Amidst myriad paintings and painters Mark Foulds’ piece stands out for the bravura of its splodgy abstraction and the show’s only video -by James Gaywood- presents the carefully framed bow-wave of a boat which confuses the square form of the projection screen by surging relentlessly at a diagonal across the surface, seeming to move in one direction while actually travelling in another.
‘Beautiful’ is alive with a ‘Just Do It’ spirit of invention and diversity, but ultimately the work just survives the unflattering context of small-business retail units redolent of the enterprising 1980s ethos which spawned them. Nevertheless the show serves its professional purpose as a well-located, well-timed check-list of potential curate-ables.
Further up the Thames, past a new view of Big Ben framed by the huge ‘London Eye’, having negotiated surging crowds of tourists you eventually come to Vauxhall where traffic replaces people as the prime obstacle to progress. Here Milch gallery is hosting some Berlin-based artists in the second half of a show called ‘Gift’.

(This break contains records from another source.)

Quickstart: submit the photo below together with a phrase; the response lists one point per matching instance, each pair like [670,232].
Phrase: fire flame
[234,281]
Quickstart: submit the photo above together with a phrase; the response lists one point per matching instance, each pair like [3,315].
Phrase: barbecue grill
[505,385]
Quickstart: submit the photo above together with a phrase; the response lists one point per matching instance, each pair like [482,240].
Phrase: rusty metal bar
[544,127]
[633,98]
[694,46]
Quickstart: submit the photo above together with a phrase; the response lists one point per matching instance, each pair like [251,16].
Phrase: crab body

‘Gift’ in German translates as ‘poison’ and the show -who’s first half took place in Berlin featuring British artists- loosely plays off this
double meaning. Gallery windows have been roughly painted in translucent white by Remy Markowitz and the atmosphere is mildly oppressive but it’s hard to pin down which of the artworks is primarily responsible or whether the show does truly communicate the treacherous contradiction concealed within its title.
Stefan Beck and Patrick Huber install several aspidistra-like house-plants on marble-topped MDF plinths to evoke the life and death of wavering taste. These gaunt memorials stand against a complex backdrop made from hundreds of reject ‘snaps’ rescued from a film-processing factory. The piece is called ‘Nobody Anywhere’ and reeks of painful ordinariness.
Ute Lindner has re-used machine-plan drawings found in her disused East Berlin factory studio. She isolates small sections then enlarges them enormously in 3mm rubber sheet which is cut out and pinned to the wall. What was once a strict guideline for manufacture becomes a slightly sagging visual conundrum hinting at something other-than mazey abstraction but never clearly recognisable. Claes Oldenberg’s soft sculpture and Simon Periton’s doily-mania come to mind.
Leave Milch, negotiate busy Vauxhall Cross -a car-ravaged intersection dominated by the idiosyncratic architecture of the MI5 building - then catch a bus to meet the river again at Battersea where the Royal College Of Art’s sculpture department is holding its MA show.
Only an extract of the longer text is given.